Support Line – NAPAC

References

[i] For further exploration of these issues, please see the following resources: Pamela Cooper-White, The Cry of Tamar: Violence against Women and the Church’s Response (2012); Margaret Kennedy, Sexual Abuse of Women by Priests and Ministers to Whom They Go for Pastoral Care and Support (2003); Kathleen M Sands, Speaking Out: Clergy Sexual Abuse: Where Are the Women? (2003).

[ii] For more discussion and perspectives on the ideas of submission and headship, and its relation to gender inequality in the church, see the following resources: What Will Submission to My Husband Look Like? | Desiring God; Women, inequality and the Church – SAFER (a domestic and family violence resource for Australian churches); Abuser-friendly church cultures – SAFER; Katia Adam, Equal: What the Bible Says about Women, Men and Authority (2019); Beth Allison Barr, The Making of Biblical Womanhood: How the Subjugation of Women Became Gospel Truth (2021); Cynthia Long Westfall, Paul and Gender: Reclaiming the Apostle’s Vision for Men and Women in Christ (2016); Lucy Peppiatt, Rediscovering Scripture’s Vision for Women: Fresh Perspectives on Disputed Texts (2019).

[iii] Elaine Storkey, Scars Across Humanity (2018).

[iv] This has even been seen recently in the revelations about the church’s response to the abuse carried out by John Smyth. It has also been seen in the abuse scandals that have rocked the Catholic Church in the last 20 years.

[v] Let me be clear: such abuse is not all Christian men, just as gender-based violence more generally is not all men. Most of the Christian men whom I know are horrified and saddened by the realities of gender-based violence both within society and the church.

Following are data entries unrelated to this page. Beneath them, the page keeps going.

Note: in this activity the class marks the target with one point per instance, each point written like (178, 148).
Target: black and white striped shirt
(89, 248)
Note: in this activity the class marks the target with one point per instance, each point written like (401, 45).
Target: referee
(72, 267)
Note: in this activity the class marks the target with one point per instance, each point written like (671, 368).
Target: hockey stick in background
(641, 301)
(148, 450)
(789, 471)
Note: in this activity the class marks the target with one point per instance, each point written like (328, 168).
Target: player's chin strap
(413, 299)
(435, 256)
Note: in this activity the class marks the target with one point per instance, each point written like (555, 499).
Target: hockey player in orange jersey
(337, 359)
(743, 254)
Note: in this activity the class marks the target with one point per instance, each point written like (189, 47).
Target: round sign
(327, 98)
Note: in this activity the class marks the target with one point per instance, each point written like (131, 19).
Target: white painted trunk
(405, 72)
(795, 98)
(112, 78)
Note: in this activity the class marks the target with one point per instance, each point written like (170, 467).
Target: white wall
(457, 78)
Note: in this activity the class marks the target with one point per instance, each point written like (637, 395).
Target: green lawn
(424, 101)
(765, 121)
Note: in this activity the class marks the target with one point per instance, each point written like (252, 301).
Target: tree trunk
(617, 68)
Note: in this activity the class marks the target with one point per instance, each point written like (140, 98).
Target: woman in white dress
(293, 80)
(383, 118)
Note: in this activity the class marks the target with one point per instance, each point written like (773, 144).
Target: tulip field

But if the one-in-three statistic includes Christian women, then it stands to reason that some of their abusers will also be men who call themselves ‘Christian’. In the same way, not all churches are unsafe places for victims and survivors of gender-based violence. But if the worrying trend of the last few decades shows us anything, it is that this problem also affects the church, and historically, it has not responded in a victim- and survivor-centred way. As such, the church as a whole needs to reconsider how its teachings on gender roles and relationships directly influences attitudes and beliefs that are linked to gender-based violence in general, and violence against women in particular.

[vi] Two examples of more traditional interpretations of the Samaritan Woman at the Well can be found here and here. Much as there is theological truth in what John Piper has to say, his premise that she is an ‘adulteress’ or ‘living with her boyfriend’ is misguided and impacts on his ability to fundamentally understand who this woman actually is and what she has endured.

[vii] If you’re interested in finding out more, I would recommend this podcast series by Kat Armstrong, in particular the discussion in episode 5 with Dr Lynn Cohick.